CATSplat: Context-Aware Transformer with Spatial Guidance for Generalizable 3D Gaussian Splatting from A Single-View Image¶
Conference: ICCV 2025 arXiv: 2412.12906 Code: Project Page Authors: Wonseok Roh, Hwanhee Jung, Jong Wook Kim et al. (Korea University, Google, Purdue University) Area: 3D Vision / Novel View Synthesis / 3DGS Keywords: Single-view 3D reconstruction, 3D Gaussian Splatting, vision-language model, text guidance, spatial guidance, point cloud features
TL;DR¶
This paper proposes CATSplat, a generalizable Transformer framework for feed-forward single-view 3DGS reconstruction. It enhances image features via dual cross-attention using VLM text embeddings (contextual prior) and 3D point cloud features (spatial prior), achieving comprehensive improvements over Flash3D in PSNR/SSIM/LPIPS on RE10K and other datasets, with strong cross-dataset generalization.
Background & Motivation¶
- Generalizable feed-forward methods based on 3DGS (pixelSplat, MVSplat) have succeeded in multi-view settings by exploiting cross-view correspondence, but the single-view setting suffers from severe information scarcity.

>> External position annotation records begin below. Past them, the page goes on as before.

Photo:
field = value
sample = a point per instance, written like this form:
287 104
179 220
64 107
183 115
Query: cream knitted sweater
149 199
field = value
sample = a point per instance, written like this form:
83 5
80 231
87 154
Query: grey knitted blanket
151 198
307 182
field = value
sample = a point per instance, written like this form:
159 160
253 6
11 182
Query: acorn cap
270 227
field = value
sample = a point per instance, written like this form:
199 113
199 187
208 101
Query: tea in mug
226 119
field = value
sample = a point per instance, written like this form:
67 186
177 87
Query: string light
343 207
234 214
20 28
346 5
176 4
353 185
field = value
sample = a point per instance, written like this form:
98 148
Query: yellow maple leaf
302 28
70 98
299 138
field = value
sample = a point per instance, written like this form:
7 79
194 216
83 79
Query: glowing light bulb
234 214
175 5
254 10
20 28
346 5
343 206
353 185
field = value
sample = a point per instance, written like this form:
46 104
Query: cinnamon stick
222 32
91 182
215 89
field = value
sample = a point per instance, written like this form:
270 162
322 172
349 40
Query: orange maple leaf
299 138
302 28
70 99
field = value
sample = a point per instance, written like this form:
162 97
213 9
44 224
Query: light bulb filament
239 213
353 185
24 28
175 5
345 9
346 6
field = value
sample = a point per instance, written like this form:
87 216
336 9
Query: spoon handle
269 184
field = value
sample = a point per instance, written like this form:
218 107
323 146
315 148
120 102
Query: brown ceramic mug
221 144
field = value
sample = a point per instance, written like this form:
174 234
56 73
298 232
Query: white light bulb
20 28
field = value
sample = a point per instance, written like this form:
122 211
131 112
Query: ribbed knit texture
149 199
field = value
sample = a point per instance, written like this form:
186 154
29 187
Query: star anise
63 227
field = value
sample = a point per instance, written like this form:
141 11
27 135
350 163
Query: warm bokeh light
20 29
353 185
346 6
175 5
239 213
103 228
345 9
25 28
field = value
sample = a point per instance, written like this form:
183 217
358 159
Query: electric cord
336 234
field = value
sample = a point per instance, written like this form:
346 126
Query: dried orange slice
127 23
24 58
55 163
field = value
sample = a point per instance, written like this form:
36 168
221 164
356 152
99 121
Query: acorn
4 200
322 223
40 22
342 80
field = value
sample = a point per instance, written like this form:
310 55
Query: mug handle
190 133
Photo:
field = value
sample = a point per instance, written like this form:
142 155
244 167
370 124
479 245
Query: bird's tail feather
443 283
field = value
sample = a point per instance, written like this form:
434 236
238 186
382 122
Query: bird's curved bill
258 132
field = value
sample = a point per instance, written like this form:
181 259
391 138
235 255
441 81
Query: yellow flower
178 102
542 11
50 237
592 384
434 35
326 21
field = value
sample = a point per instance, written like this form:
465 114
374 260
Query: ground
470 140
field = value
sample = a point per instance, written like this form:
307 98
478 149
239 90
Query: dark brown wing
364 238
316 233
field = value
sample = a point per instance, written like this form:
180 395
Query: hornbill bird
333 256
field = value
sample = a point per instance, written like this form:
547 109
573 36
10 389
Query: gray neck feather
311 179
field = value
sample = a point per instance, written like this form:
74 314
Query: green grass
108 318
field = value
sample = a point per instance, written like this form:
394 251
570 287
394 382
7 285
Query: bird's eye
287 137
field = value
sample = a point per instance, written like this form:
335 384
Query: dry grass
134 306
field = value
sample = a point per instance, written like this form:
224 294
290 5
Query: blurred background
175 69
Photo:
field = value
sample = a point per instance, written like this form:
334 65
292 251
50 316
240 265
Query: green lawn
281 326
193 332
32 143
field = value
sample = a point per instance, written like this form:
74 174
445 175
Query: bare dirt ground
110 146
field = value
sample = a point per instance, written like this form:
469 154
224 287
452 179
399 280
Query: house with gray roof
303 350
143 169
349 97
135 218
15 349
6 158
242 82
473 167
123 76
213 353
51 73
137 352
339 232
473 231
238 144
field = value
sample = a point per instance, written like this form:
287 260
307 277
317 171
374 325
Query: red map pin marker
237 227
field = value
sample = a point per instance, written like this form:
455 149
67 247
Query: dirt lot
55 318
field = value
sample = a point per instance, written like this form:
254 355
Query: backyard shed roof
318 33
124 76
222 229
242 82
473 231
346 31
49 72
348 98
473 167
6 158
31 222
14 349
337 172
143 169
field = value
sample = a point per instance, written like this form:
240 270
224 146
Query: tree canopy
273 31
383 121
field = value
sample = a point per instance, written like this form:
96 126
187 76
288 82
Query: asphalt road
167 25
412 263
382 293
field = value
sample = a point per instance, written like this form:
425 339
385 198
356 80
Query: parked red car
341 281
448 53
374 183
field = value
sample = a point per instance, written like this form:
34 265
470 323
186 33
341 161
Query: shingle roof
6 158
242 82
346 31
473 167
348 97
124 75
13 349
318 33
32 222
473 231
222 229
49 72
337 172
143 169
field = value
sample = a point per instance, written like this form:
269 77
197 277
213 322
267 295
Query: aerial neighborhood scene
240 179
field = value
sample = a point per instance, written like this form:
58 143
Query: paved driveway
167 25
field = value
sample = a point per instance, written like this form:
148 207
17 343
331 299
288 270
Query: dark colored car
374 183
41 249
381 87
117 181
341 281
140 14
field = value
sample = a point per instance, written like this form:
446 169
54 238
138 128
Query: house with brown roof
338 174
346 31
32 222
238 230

- Flash3D pioneered single-view 3DGS feed-forward reconstruction (using a foundation depth estimation model), yet this setting remains underexplored.
- Multi-view methods can leverage physical techniques such as triangulation to obtain 3D cues, which are unavailable in the single-view case.
- Core Insight: Information from sources beyond visual cues must be incorporated—specifically, textual semantics and 3D geometric priors.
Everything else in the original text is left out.